As it turns out, everyone at that company, except the 63-year-old man, was able to get individual coverage at a substantial savings. Since coverage for him was declined, he was automatically accepted into a Medica-administered plan called the Minnesota Comprehensive Health Association (MCHA), which offers individual plans to those turned down in the marketplace.
He was the exception in that his monthly premium increased from $750 to $800 with the MCHA coverage. The employer, however, was more than happy to use some of his dramatic savings to contribute more to that worker to keep his rates below what they had been under the group plan.
Get HRA Help
The move to the HRA model has to be carefully managed to avoid confusion and needless fear. You need to work with a health insurance professional to provide the needed education and handholding during the transition.
When I take a company through the change, I plan on a 60-day transition period. We have to meet with employees to announce the HRA plan and start managing some of the eventual fear that comes with change.
The reaction of employees varies widely.
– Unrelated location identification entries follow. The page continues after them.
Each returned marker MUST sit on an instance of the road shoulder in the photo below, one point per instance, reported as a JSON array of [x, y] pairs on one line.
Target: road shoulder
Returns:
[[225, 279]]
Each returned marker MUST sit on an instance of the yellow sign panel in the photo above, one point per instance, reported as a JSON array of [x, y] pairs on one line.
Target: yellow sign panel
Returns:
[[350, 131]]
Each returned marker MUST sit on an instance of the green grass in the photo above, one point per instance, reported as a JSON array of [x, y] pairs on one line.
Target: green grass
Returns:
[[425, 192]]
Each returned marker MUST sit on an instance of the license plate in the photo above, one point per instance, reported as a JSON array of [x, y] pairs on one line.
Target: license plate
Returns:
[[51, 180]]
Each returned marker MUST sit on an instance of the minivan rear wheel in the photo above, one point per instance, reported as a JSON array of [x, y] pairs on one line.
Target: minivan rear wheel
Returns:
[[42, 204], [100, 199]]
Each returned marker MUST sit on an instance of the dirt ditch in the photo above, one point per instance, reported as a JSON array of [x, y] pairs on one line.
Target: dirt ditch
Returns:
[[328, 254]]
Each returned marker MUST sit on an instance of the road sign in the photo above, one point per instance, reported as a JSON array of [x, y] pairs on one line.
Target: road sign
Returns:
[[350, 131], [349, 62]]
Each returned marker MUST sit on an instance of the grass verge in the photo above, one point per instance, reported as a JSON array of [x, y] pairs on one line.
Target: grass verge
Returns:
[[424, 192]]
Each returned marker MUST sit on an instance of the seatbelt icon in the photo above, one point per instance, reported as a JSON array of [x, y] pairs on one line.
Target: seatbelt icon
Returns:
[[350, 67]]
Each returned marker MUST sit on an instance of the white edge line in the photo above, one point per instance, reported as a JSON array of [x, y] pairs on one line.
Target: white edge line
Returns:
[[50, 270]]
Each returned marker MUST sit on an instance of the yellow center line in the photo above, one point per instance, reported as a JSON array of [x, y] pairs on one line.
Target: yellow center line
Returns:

Some will “get it” right away. Some still won’t know what a “deductible” is. Others will have complicated health issues and many more questions. And some will need hand holding when they end up in the MCHA plan. Maybe one out of 20 will need additional employer support to make sure he or she doesn’t pay more than before.
Obamacare
Obamacare will arrive in 2014. In anticipation of the state health insurance exchanges, major insurers like Blue Cross, Medica, Health Partners, Preferred One and others, are coming out with a variety of new products to address the changing market.
Where does that leave the HRA strategy? Well, employers will be thinking more and more about supporting the individual policies of their employees with a monthly tax-deductible contribution.
The savings from the HRA approach can be dramatic and substantial – the cost per employee can sometime drop from $9,000 a year to $3,000. Even with a possible $2,000 per employee penalty under Obamacare for companies with more than 50 employees (come 2014 and beyond) it still provides a dramatic savings over a traditional company-owned group plan.
Conclusion
The HRA model provides a unique example of how a free market system can really work inside a health insurance design! HRAs have been around a long time, but deployed as a wholesale replacement for the group plan is something new. Every employer and new business owner should be aware of this incredible health insurance option.